“It’s harder on us than it is on them,” San Dimas coach Bill Zernickow said. “We have issues with our conditioning because we’re a smaller school and more kids are going both ways. We’ve cramped up fast in the past and we’re hoping we’ve done a better job in the spring and summer with our conditioning to avoid first-game cramps. — San Dimas coach Bill Zernickow on losing past two Smudge Pots
Supporting Katie: Bonita and San Dimas donating $1 dollar from each ticket sale to support leukemia research and Katie Ortega, an 18-year-old senior at Bonita who diagnosed with a rare form of leukemia in June. Read about it here.
By Fred J. Robledo, Staff Writer
This year marks the 40th anniversary of the area’s most intense rivalry between Bonita and San Dimas highs.
Known as the Smudge Pot Game, Bonita and San Dimas will kick off the high school football season as the only game in town on Aug. 23 at Citrus College, starting at 7 p.m.
The Smudge Pot rivalry began in 1972 when the mayors of San Dimas and La Verne determined a smudge pot that symbolized the local citrus industry would serve as the trophy for the winning team.
Although San Dimas leads the rivalry 21-17-1, Bonita has won the past two games, beating San Dimas soundly last year, 40-20.
For Bonita, it’s also the debut of first-year coach Adrian Medrano, a former assistant who replaces longtime coach Eric Podley, who resigned after 12-years in charge, though Podley remains on staff as an assistant.
Bonita returns junior quarterback Tanner Diebold and running back Reggie Turner, but it’s hard to to tell who will be more nervous.
“It’s exciting and nerve-racking all in one,” Medrano said. “We have to make sure we don’t think about all the outside stuff and focus on the task at hand.
“But yeah, having your first head coaching game against your biggest rival is a tough way to start, but there’s probably no better way to start, either.”
League re-alignment in 2010 forced Bonita and San Dimas to play in Week 0 instead of the middle of the season, and it hasn’t gone well for the Saints, who lost both years.
It’s a tough way to start because coaches are juggling the emotion of a rivalry with natural first-game jitters.
“It’s harder on us than it is on them,” San Dimas coach Bill Zernickow said. “We have issues with our conditioning because we’re a smaller school and more kids are going both ways. We’ve cramped up fast in the past and we’re hoping we’ve done a better job in the spring and summer with our conditioning to avoid first-game cramps.
“Plus for us, they have a huge offensive line and are extremely well coached. It’s tough playing them to open the season because as a coach, you don’t have the same feel for your opponent that you would playing them in the middle of the season where you feel like you have more of an impact on the game.”

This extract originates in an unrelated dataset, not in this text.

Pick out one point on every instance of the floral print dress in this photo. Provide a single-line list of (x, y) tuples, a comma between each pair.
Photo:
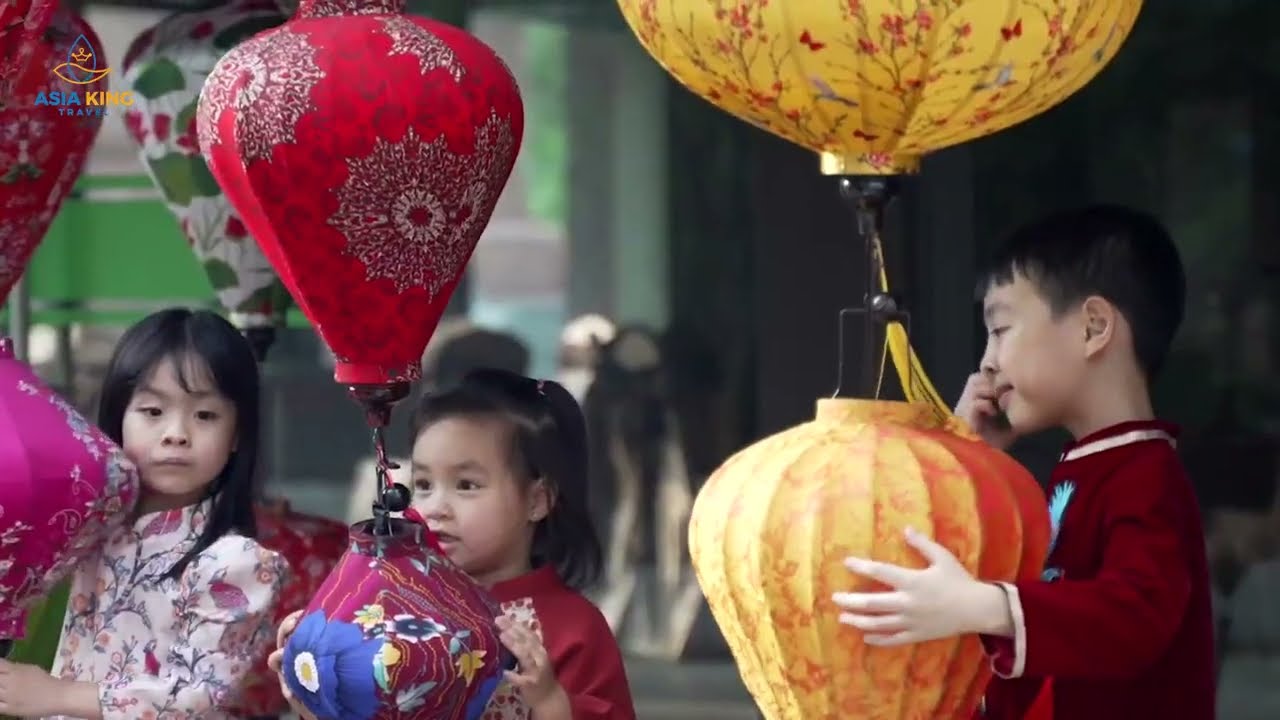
[(165, 648)]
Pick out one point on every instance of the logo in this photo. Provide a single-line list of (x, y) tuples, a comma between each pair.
[(83, 69)]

With more than 5,000 fans expected, Bonita and San Dimas will donate a dollar from every ticket sold to leukemia research and the family of Katie Ortega, an 18-year-old senior at Bonita who has been one of the Bearcats’ stat girls for the football team the past two years.

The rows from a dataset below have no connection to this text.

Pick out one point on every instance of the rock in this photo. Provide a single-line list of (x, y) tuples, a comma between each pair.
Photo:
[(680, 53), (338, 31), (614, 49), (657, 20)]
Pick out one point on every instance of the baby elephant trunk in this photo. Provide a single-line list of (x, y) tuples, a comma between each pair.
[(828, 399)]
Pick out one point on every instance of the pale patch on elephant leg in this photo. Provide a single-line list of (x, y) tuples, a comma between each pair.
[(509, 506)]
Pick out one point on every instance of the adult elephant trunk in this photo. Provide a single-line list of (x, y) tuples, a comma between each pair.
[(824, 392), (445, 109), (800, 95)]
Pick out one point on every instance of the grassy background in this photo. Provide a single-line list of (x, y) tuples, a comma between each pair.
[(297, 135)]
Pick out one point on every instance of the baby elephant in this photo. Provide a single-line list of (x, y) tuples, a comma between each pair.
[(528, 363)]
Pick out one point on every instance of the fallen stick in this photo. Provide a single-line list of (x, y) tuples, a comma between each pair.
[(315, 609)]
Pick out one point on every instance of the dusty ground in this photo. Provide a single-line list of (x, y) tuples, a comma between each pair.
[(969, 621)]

In June, Katie Ortega was diagnosed with AML (acute myeloid leukemia), a cancer that starts inside bone marrow, the soft tissue inside bones that helps form blood cells, according to the National Institutes of Health.
The cancer grows when cells that normally turn into white blood cells begin to multiply rapidly and stop fighting off infections.
“Katie’s pretty close to all of our hearts,” Medrano said. “She’s still pretty involved with us and the coaches have gone to visit her. It’s not much (donation), but we wanted to do anything we could to help her out.”
Presale tickets are available at both schools; $10 for adults and $6 for children. Bonita and San Dimas students with ASB cards are admitted for free.
This is the third straight year the game is at Citrus College, and it’s likely to stay there for the foreseeable future.
In the past, Bonita and San Dimas hosted the Smudge Pot Game in alternate years. But the game has grown so large the schools had to rent bleachers to accommodate the overflow crowds.
Though the schools lose the charm of a packed-house home environment, Zernickow said playing the game at Citrus College has become necessary financially.
“I don’t see us leaving Citrus,” Zernickow said. “It’s a huge financial savings for the district.
“Renting Citrus College is much cheaper than renting bleachers. It costs us $13,000 to rent bleachers and I believe it costs Bonita around $16,000.
“Also, from a safety standpoint and having large groups of people get together, Citrus makes more sense.”